Rahmetli babaannem anlatırmış: Annesinin de mensubu olduğu o koca aile, bohçaları sırtlarında, bir umut Sivas’tan kalkıp Dersaadet‘e gelmişler. Mutluluk kapısı demektir, İstanbul’a belki de en çok yakışan isimdir. Onlara ilk hoş geldiniz diyen Haydarpaşa gar binası idi, 1920’lerin sonu…

Lisedeydik. Okula gidiyoruz diye evden çıkıp, sırf el ele gezebilmek için İzmit’ten trene atladık ve büyük şehre gittik. Çünkü aşıktık, Haydarpaşa’ya sorabilirsiniz. Sene 1994’tü.
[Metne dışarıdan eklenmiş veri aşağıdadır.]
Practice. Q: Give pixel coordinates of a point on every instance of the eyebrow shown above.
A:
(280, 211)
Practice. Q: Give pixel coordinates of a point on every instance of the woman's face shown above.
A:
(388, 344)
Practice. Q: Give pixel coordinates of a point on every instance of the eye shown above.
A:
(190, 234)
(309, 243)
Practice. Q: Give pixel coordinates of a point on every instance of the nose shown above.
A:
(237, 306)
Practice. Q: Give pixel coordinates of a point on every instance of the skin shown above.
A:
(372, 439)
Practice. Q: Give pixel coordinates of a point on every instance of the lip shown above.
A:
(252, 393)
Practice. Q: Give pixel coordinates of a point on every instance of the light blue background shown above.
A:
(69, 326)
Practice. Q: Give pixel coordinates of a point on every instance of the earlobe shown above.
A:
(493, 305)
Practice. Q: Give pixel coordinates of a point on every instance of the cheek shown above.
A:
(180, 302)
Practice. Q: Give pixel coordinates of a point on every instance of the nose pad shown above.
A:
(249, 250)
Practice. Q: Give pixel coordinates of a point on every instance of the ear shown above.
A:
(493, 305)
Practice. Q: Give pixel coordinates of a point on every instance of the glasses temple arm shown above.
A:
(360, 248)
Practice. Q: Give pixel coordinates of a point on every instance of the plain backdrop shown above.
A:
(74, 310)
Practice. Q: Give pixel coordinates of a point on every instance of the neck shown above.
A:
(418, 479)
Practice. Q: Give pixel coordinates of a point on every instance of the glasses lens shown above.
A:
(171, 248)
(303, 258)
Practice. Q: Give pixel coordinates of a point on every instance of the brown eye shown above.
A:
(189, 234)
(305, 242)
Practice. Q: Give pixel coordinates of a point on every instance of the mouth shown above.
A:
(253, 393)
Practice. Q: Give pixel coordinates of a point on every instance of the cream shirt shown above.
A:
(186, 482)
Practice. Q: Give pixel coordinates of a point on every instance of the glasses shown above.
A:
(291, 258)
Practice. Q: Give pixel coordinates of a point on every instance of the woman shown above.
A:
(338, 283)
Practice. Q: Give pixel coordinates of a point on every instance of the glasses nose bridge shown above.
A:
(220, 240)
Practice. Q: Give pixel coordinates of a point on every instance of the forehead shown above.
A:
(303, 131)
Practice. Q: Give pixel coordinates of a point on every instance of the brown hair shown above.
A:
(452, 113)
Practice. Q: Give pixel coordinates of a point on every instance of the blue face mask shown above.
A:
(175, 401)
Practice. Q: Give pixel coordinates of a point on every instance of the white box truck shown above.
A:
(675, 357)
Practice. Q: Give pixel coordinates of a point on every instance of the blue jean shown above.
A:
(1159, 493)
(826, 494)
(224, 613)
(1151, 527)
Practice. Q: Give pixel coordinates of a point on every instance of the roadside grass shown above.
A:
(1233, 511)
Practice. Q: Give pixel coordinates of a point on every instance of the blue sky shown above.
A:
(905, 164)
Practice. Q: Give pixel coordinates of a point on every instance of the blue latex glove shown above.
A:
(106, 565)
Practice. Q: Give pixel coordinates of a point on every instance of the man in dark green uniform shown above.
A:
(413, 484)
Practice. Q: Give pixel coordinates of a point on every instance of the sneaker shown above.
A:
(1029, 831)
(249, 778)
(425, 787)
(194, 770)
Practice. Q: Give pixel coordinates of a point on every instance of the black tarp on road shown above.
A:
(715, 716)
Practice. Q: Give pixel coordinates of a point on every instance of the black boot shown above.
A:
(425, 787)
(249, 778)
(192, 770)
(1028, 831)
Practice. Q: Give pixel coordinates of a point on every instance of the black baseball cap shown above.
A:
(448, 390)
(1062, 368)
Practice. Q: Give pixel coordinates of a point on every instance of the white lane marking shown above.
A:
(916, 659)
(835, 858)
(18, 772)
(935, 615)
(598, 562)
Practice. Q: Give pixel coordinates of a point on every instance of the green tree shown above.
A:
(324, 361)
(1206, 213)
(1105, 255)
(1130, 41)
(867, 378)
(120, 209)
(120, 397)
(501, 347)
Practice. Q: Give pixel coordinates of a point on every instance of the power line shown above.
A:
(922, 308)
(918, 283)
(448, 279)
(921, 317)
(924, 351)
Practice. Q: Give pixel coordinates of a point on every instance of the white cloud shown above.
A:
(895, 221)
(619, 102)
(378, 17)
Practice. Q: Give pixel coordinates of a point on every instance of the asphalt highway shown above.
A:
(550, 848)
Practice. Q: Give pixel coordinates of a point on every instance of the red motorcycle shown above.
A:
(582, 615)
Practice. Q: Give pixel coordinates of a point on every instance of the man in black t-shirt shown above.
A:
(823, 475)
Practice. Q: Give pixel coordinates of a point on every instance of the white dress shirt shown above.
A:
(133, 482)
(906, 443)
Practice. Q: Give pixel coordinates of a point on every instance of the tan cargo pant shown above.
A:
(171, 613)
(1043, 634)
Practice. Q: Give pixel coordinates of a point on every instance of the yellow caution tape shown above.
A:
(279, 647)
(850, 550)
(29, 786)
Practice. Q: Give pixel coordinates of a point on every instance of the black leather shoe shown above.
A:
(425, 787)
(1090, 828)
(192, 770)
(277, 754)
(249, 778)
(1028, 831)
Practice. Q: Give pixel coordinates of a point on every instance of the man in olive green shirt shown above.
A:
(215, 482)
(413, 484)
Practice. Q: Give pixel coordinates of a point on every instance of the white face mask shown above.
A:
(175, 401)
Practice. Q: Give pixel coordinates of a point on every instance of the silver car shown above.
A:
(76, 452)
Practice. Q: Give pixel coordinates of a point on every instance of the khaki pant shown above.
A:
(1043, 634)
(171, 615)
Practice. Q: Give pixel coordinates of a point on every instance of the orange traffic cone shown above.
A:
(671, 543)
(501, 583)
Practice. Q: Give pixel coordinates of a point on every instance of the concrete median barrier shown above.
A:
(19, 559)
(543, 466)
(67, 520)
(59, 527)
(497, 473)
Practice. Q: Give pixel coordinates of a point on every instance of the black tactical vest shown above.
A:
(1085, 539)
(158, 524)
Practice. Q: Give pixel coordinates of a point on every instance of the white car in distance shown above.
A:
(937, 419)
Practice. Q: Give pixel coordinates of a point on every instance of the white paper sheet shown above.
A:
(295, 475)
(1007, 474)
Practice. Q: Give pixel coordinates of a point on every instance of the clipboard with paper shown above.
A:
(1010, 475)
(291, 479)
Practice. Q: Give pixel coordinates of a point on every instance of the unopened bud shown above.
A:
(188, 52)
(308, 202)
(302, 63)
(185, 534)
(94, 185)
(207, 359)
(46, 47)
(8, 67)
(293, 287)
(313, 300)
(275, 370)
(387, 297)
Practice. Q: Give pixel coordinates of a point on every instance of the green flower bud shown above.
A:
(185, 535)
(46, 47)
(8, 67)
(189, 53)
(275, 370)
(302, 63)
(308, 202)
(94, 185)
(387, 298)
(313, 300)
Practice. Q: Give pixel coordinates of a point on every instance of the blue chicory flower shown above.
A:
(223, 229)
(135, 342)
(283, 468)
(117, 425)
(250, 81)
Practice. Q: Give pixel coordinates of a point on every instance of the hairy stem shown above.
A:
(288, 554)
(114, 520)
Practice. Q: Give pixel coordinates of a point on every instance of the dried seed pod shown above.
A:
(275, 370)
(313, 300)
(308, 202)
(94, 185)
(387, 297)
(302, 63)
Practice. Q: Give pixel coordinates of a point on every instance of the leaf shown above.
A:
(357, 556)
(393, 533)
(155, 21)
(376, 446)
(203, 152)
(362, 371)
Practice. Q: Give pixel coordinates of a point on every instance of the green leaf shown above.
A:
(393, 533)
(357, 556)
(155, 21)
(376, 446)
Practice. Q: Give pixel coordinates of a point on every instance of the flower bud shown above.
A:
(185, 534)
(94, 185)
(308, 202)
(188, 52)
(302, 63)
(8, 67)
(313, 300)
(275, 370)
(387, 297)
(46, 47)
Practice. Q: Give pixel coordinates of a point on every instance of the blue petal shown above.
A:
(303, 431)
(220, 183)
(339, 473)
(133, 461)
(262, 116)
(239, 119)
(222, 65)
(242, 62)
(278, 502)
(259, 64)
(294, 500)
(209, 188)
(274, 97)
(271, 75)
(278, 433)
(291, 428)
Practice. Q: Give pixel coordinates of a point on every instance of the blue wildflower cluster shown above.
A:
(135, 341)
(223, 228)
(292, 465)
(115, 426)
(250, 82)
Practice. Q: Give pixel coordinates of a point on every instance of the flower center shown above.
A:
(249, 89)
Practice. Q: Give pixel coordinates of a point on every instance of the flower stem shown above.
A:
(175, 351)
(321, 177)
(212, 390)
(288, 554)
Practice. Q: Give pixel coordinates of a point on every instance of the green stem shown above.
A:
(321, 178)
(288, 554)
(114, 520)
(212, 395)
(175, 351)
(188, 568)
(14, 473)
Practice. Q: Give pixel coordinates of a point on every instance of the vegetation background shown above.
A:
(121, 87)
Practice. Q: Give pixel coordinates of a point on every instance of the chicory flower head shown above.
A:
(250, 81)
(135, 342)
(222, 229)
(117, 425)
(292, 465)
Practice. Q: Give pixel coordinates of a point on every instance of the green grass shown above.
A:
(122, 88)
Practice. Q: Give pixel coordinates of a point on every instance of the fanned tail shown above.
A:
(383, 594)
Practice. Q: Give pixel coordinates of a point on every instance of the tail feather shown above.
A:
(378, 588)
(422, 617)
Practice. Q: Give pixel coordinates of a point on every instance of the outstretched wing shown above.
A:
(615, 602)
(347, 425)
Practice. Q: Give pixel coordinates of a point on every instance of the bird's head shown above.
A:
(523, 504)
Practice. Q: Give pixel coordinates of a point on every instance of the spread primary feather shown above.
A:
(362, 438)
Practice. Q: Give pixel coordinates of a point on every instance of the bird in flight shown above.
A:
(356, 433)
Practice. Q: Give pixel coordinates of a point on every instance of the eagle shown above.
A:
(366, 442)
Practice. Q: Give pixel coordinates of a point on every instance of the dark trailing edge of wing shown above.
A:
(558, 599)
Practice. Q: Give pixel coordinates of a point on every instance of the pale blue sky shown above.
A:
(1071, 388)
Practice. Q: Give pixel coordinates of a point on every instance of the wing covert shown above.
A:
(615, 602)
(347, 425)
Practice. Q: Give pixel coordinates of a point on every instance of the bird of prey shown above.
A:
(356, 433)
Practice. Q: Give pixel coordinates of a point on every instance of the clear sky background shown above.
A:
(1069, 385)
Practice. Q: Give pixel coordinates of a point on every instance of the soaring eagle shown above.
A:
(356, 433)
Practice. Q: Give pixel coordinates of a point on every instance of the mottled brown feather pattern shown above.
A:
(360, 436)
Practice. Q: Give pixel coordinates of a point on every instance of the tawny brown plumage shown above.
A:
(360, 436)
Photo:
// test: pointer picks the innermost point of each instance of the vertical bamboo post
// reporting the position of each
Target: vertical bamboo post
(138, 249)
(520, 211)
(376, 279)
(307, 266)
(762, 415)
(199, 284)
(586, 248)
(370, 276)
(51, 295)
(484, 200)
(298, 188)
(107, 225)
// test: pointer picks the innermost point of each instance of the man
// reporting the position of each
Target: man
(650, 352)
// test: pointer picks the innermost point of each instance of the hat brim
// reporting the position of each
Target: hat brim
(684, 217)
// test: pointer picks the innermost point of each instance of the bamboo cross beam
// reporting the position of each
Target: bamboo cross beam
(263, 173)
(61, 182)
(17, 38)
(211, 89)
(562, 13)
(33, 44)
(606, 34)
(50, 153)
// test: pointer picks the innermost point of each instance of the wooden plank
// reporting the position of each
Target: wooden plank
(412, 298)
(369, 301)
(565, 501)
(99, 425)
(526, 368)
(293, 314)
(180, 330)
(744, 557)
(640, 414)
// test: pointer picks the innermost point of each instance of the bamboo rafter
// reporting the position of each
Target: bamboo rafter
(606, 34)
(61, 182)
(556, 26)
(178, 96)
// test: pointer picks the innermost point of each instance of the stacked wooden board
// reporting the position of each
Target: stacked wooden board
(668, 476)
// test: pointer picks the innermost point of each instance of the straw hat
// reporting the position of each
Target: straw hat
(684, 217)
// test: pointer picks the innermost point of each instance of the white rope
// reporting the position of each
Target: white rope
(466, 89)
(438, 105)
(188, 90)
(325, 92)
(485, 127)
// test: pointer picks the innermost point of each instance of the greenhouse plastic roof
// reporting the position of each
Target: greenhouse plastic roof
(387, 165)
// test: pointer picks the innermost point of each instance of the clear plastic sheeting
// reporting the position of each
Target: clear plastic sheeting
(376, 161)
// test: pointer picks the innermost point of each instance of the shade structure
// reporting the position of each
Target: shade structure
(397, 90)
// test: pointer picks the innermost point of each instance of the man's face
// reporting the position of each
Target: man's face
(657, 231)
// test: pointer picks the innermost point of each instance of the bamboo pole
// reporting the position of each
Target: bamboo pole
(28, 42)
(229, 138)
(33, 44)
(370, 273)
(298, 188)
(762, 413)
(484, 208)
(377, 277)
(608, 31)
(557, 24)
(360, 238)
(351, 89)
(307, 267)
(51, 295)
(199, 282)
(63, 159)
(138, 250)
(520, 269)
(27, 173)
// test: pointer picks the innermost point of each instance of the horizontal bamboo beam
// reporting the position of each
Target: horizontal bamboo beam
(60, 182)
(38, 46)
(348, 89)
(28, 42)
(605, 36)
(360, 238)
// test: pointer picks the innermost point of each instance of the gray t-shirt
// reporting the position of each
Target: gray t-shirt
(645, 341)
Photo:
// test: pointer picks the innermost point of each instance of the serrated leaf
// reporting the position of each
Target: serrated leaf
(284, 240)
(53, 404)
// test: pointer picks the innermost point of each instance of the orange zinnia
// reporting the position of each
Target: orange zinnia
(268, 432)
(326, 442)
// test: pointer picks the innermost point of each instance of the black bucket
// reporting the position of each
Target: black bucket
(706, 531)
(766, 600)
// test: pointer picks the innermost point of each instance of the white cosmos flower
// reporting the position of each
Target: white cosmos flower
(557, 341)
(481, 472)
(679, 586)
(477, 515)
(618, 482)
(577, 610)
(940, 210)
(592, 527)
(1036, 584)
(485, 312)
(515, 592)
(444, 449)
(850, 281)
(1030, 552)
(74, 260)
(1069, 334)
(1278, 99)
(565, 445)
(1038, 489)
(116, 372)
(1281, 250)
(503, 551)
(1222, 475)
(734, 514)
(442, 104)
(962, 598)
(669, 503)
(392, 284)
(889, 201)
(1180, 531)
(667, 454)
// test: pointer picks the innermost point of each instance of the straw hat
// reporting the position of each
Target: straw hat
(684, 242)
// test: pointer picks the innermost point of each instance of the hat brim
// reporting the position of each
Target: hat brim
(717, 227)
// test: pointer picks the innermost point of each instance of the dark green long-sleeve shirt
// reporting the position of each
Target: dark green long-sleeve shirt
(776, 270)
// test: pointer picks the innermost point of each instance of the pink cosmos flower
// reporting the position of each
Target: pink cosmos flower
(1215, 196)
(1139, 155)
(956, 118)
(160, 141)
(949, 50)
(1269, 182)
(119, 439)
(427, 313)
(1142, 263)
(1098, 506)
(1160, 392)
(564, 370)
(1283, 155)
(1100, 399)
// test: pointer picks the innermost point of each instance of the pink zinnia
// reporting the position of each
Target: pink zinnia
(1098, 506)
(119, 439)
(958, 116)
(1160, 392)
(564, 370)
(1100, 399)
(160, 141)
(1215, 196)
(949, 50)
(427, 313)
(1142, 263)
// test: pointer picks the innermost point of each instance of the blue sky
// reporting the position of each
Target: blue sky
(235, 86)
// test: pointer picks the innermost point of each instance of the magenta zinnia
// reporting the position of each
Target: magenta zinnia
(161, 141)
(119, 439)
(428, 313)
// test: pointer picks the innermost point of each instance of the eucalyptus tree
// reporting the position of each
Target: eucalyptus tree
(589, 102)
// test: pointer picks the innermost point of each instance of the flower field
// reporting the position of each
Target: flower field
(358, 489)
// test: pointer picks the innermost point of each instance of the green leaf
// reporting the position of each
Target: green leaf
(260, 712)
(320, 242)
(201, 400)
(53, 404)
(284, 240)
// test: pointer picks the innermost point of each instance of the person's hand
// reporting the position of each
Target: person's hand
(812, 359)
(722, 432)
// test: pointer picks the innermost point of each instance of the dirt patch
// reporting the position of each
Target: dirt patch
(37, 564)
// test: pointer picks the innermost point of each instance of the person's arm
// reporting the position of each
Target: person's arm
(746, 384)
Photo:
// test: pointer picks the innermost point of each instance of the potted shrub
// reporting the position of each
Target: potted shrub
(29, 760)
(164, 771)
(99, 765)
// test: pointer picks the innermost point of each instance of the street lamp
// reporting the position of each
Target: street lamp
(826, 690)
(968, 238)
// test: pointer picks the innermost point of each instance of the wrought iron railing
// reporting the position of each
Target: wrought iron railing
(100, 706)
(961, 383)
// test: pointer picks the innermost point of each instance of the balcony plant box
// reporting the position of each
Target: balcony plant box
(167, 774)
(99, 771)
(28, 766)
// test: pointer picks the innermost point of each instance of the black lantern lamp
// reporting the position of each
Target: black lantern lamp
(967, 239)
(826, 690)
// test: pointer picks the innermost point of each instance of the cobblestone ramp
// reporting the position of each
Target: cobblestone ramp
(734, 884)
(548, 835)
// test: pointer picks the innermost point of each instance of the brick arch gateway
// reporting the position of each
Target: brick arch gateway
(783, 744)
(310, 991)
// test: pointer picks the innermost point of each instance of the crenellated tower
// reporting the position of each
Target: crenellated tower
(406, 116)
On yıl sonra, 22 Ocak 2004 sabahı, İTÜ’deki yüksek lisans dersime gitmek için yine İzmit’ten trene bindim. Bu sefer yalnızdım ve param da yoktu, İstanbul benim gibi çulsuz taşralıyı kolay kolay kabul edeceğe benzemiyordu. Ama mutluydum be: Dünyanın en güzel şehrine gidiyordum, ve orada dünyadaki en güzel doğa olayıyla buluşacaktım – O gün tipi bekleniyordu. Buluşmamızın yeri ve saati belli değildi, gerçi böyle daha heyecanlıydı: Acaba kar, kollarını boynuma nerede, saat kaçta dolayacaktı?

31 Ocak 2012, Saat 23:45. En soldaki benim. Fotoğraf: Cem Agan

Tren Haydarpaşa’da durduğunda, isteksiz isteksiz yere inen birkaç ıslak kar tanesinden başka bir şey göremedim, moralim bozuldu: Çok yağsın istiyordum, o kadar çok yağmalıydı ki her şeyi unutmalıydım, o beyaz gezegene üç günlük bir seyahat beni hayata, bütün zorluklara karşı dimdik edecekti.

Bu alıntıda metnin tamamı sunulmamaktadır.